Das zeigt auch die Begleitevaluation des Instituts für Rechts- und Kriminalsoziologie (IRKS). Den Abschlussbericht
stellt Justizminister Wolfgang Brandstetter am 22.03. gemeinsam mit Dr. Walter Hammerschick und Dr. Hemma Mayrhofer
vom IRKS vor. „Nicht nur die Erfahrungen in der Praxis, sondern auch die Begleitevaluation zeigen, dass dieses
Modellprojekt wirklich ein Erfolg war. Denn durch das sogenannte Clearing ging die Zahl der Sachwalter-Bestellungen
insgesamt deutlich zurück. Das zeigt uns auch, dass oft schon sehr früh der Ruf nach einem Sachwalter
kommt, ohne dass man sich je mit der betroffenen Person selbst auseinandergesetzt hätte. Unser oberstes Ziel
muss es daher nun sein, das Clearing in ganz Österreich verpflichtend zu machen und die Reform des Sachwalterrechts
möglichst rasch umzusetzen“, so Justizminister Brandstetter. Die StudienautorInnen ergänzen: "Das
Modellprojekt hat auch sichtbar gemacht, dass mehr mobile und individuelle soziale Unterstützungsangebote
als Alternativen zu Sachwalterschaft notwendig sind. Solche Dienste fallen überwiegend in die Zuständigkeit
der Länder. Eine enge Kooperation zwischen Bund und Ländern erweist sich deshalb als essenziell, um Sachwalterschaft
nachhaltig reduzieren zu können."
Wesentliche Erkenntnisse aus der Begleitevaluation als Basis für Reform des Sachwalterrechts
Die Evaluation des Projektes durch das IRKS zeigt, dass in herkömmlichen Clearingverfahren in mehr als einem
Drittel der Fälle eine Einstellung des Verfahrens empfohlen werden konnte. In der ganz überwiegenden
Zahl der Fälle folgten die Gerichte diesen Empfehlungen auch. Es kann also ein großer Teil der Sachwalter-Bestellungen
bereits effektiv durch das herkömmliche Clearing vermieden werden. Bei den Clearing Plus-Verfahren konnten
in rund zwei Drittel der Fälle alternative Unterstützungsangebote gefunden werden oder es ließ
sich in der Bearbeitung und Beobachtung klären, dass kein Eingriff in die Persönlichkeitsrechte erforderlich
ist.
Die Ergebnisse aus dem Modellprojekt fließen auch in die Reform des Sachwalterrechts ein, an der das Bundesministerium
für Justiz parallel schon arbeitet. Ziel der Reformbemühungen ist es, die Sachwalterschaft nur mehr in
den Fällen einzusetzen, in denen sie unbedingt erforderlich ist und Alternativen wie die Vorsorgevollmacht
und die Angehörigenvertretung auszubauen. Daher soll die verpflichtende Durchführung eines Clearings
im Gesetz verankert werden. Das Clearing Plus soll im Bedarfsfall ergänzend in Anspruch genommen werden können.

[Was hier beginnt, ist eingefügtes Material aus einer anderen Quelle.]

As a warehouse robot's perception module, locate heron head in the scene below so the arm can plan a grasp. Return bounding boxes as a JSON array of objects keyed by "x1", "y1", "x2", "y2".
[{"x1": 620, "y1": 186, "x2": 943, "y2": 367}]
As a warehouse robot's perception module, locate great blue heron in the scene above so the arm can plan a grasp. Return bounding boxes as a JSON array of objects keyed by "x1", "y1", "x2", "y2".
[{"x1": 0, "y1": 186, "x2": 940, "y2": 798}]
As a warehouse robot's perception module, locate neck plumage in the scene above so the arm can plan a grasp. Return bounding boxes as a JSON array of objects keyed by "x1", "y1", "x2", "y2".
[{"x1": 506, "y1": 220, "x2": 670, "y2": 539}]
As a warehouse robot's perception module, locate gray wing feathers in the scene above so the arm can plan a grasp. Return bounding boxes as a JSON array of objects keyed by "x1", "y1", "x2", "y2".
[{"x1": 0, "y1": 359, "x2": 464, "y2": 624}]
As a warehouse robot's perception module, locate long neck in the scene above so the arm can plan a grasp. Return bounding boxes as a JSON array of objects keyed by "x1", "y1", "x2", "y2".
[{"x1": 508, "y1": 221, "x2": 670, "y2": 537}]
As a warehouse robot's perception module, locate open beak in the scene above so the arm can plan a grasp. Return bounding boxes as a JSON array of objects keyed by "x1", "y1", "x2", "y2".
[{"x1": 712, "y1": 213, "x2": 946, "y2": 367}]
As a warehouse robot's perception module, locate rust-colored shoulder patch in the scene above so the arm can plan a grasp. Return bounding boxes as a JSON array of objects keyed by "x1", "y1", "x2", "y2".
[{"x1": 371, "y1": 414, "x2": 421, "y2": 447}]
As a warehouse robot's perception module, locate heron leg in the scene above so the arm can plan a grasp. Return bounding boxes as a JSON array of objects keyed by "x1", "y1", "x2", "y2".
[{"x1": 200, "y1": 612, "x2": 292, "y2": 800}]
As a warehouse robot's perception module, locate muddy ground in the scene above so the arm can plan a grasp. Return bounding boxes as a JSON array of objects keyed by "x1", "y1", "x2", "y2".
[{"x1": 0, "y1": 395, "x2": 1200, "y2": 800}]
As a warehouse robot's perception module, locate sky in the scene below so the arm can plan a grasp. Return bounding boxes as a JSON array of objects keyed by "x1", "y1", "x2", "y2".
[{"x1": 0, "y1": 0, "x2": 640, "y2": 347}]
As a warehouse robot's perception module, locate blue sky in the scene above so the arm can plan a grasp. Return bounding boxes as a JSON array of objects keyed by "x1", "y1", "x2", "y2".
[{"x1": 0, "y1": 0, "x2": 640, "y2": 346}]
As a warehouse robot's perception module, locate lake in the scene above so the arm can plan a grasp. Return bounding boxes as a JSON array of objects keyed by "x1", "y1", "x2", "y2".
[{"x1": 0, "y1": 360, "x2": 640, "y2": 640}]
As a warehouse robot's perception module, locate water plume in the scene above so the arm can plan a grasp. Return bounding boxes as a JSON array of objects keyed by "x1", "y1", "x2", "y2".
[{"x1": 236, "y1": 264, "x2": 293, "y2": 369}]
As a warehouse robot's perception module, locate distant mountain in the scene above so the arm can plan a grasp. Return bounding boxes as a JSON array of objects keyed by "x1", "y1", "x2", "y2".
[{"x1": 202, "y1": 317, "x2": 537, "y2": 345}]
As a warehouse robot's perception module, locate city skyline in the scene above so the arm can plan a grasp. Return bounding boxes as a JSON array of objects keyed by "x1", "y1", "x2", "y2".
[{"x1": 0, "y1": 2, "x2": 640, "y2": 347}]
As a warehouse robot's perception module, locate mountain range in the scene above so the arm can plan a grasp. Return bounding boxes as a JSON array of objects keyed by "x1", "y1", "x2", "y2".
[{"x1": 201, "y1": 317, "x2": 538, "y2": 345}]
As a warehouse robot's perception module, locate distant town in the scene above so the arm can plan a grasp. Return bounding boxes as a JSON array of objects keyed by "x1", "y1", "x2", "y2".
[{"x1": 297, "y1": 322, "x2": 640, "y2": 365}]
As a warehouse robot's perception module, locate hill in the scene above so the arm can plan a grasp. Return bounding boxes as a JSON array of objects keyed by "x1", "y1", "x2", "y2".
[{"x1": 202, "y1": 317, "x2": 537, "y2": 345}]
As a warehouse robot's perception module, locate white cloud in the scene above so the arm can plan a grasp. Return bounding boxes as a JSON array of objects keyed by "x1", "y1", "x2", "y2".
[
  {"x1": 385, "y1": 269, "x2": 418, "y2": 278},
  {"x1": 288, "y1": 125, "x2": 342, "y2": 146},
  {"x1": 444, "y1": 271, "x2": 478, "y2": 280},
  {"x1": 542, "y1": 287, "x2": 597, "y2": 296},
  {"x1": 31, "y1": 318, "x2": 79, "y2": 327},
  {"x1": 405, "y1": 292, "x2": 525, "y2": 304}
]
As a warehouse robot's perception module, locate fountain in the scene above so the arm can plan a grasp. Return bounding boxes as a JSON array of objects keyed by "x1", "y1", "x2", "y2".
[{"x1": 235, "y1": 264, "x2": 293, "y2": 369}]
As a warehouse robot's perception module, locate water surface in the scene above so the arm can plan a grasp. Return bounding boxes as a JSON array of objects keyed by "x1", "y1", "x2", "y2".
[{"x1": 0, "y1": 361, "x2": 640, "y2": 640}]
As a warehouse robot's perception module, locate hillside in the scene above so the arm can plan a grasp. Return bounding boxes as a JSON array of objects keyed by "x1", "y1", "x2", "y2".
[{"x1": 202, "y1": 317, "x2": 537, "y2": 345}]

Der gesamte Reformprozess findet unter Einbeziehung der betroffenen Personen („SelbstvertreterInnen“), aber auch
anderer Personengruppen (Rechtsprechung, Anwaltschaft, Notariat, Behinderteneinrichtungen, SeniorenvertreterInnen,
HeimvertreterInnen, Sachwaltervereine, Volks-anwaltschaft, etc.) statt. Ein Entwurf soll bis zum Sommer 2016 vorliegen.